それはひなが正月用の着物を、という注文を受けて、祖母の形見のちりめんの着物地で作ったものだった。訝りながらその手元を見ていると、着物の下になにかがあった。ふくらんだビニール袋が鞠子の背中にガムテープでしっかりと巻きつけてあった。公子は袋を剥がし、開けてひなに見せた。
中身は公子の貴重品だった。財布、印鑑、預金通帳や年金の手帳といっしょに角の丸くなった古い写真も入っていた。昔風のいでたちでおすましをしているモノクロの家族写真だった。きっとそれは公子と公子のたいせつなひとたちなのだろう。全てを確かめた公子はほっとしたように「ああ、これで安心です」と言い、またゆっくりといとおしむように鞠子に着物を着せた。
「ほんとに、たいへんなことでしたねえ。これ、お口にあうかどうかわかりませんけど、母が作ったお弁当なんです。よかったら召し上がってください」
「あら、おいしそうね……ありがとう……お世話になって……恩にきます」
「無事に助かってほんとうによかったですね。公子さん、こわかったでしょう?」
野次馬に混じって、空に向かって立ち上る煙や、飛び散る火の粉を目の当たりにしたひなは、死人も出たという、あの現場の騒然とした雰囲気を思い出すと、その冷気がからみつくようで、背中のあたりが冷たくなるのだった。
「ええ……でも、わたしは、前にも、火事、経験してるもので……多少は落ち着いていた、と思いますよ……それで、大事なものは、肌身離さずもってようと思って……恥ずかしいけど、こんなふうにしたの」
公子は避難するとき、子供を背負うように、鞠子を背中にくくりつけていたのだった。
「でも、よかったですよね。ちゃんと手元に戻って」
無一文で焼け出されたわけではいのだとわかって、ひなはホッとした。それで多少は、これからの暮らし向きの設計図が描ける。
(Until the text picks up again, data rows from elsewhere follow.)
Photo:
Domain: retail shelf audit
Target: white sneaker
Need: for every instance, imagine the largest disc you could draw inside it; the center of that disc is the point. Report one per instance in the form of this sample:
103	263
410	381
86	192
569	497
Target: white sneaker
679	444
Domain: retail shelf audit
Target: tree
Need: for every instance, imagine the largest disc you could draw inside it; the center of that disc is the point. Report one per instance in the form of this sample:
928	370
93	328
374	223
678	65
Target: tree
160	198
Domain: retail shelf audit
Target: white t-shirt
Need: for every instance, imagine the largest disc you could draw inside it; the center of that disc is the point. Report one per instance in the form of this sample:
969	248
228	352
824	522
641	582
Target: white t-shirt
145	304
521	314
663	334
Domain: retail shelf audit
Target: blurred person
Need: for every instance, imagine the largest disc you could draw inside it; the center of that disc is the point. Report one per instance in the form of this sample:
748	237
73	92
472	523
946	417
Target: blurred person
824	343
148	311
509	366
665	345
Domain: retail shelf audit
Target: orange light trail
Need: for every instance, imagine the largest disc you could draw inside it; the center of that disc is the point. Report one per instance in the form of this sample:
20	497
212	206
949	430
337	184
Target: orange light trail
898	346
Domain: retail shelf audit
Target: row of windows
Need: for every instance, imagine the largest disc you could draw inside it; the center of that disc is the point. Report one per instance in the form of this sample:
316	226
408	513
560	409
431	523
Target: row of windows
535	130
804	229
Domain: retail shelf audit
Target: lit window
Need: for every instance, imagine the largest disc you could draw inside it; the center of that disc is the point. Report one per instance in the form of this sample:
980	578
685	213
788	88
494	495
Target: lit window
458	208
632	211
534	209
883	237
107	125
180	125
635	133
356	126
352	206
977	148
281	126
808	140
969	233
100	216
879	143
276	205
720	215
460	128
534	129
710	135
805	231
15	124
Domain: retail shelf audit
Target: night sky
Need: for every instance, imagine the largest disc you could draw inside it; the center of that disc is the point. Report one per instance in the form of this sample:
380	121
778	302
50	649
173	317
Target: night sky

「あのとき、ひなさんの声をきいて……わたしはほんとにうれしかったわ。……ああ、来てくれたんだって、思って」
「ひとが多くて見えなかったから大声を出しました」
「それがよかったのよ……助け出してくれた、消防の大きなひとに……ひなちゃんのこと、話して、鞠子を預けたの……病院で、わからなくなったら、探しようがないからって、言ったら……わかってくれたの……今思うと、その消防士さん、ひなちゃんのこと、知ってるみたいだった」
土門のことだ。土門は公子の言葉をどんなふうに聞いたのだろう。
一晩中、あの現場で起こったことを何度も思い返していた。自分からみた自分ではなく、土門からみた自分を考えると、そのたびに、頬が赤らみ、身の置きどころがなくなってしまう。
ああ、みっともなく転んでしまった。それを土門が見ていた。頼りない自分の足。いざという時に踏ん張れない足。土門にそれがわかっただろうか。力強く足音高く歩む土門は、自分のシンコペーションのような足音をどう聞くだろう。
でも、とひなは思い返す。あんなふうに転ばなければ、土門を知ることはなかった。あの腕で引き揚げられることもなかった。この足が土門を連れてきてくれた。それでも、あんなときに唐突に名前を聞くもんじゃなかったのかもしれない。
土門は笑っていた。なにを笑ったのだろう。自分がみっともなかったせいか。また、あのひとに会うことがあるだろうか。もしも会えたら、どんな顔でどんなふうに話せばいいんだろう。
だれにも言えないような言葉がこころのなかになんども浮かんでは消える。